The ramifications of an extended delay could be far-reaching. If the case is not adjudicated until after the 2024 election and Trump is re-elected, he could try to pardon himself or direct the attorney general to have the justice department drop the case in its entirety.

In a 20-page opinion, the judge said Trump did not meet the standard for her to take herself off the case, citing a supreme court ruling that said a judge’s statements made in a judicial setting do not constitute a basis for a motion to recuse unless they implied some deep-seated favoritism.

The judge ruled that the two instances of her expressing her opinion about Trump’s potential culpability – which Trump argued showed her bias – did not rise to that standard and chastised Trump’s lawyers for contending that her comments showed she wanted Trump to be prosecuted and imprisoned.

Trump had pinpointed two statements in his recusal motion filed earlier in September.

The first was Chutkan’s statement in October 2022 when she told one January 6 riot defendant, referring to the attack: “And the people who mobbed the Capitol were there in fealty, in loyalty, to one man … It’s a blind loyalty to one person who, by the way, remains free to this day.”

The second was in December 2021 when Chutkan told another January 6 riot defendant: “The people who exhorted you and and encouraged you and rallied you to go and take action and to fight have not been charged,” adding she had “her opinions” about what should happen.

But the judge noted that those statements came in the course of her considering the defendants’ arguments contending they had stormed the Capitol at Trump’s implicit direction – and that she ultimately rejected their arguments attempting to pin their criminal liability on the former president.
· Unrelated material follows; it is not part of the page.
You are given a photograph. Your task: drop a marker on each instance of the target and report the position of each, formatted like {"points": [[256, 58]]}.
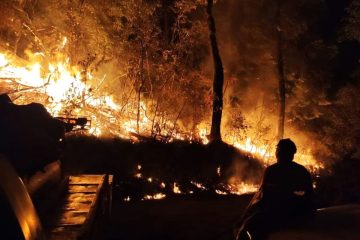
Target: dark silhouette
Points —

“Those decisions undercut any notion that the court, in carrying out its sentencing duties with regard to Palmer and Priola, were pre-judging [Trump’s] guilt in this case,” Chutkan wrote.

The judge added Trump had a weak case based on legal precedent, after the DC circuit rejected a recusal motion against the US district judge John Sirica during the Watergate prosecutions, even after he had said he believed “criminal liability extended beyond the seven persons there charged” – which arguably went further than her remarks.

Filing a recusal motion is not necessarily uncommon and federal judges tend not to take offense, former prosecutors and defense attorneys have said, even if Trump files them almost as a matter of routine. Recently, Trump sought to recuse the state court judge in his Manhattan criminal case, which was denied.

A Trump spokesperson declined to address whether the former president would appeal the decision but said in a statement: “Disqualification is required whenever a reasonable person might conclude that the court is biased, such as is the situation here.”

Chutkan, an Obama appointee, came to the case with a reputation of being particularly tough in January 6-related prosecutions after she handed down sentences in some cases that were longer than had been requested by the justice department.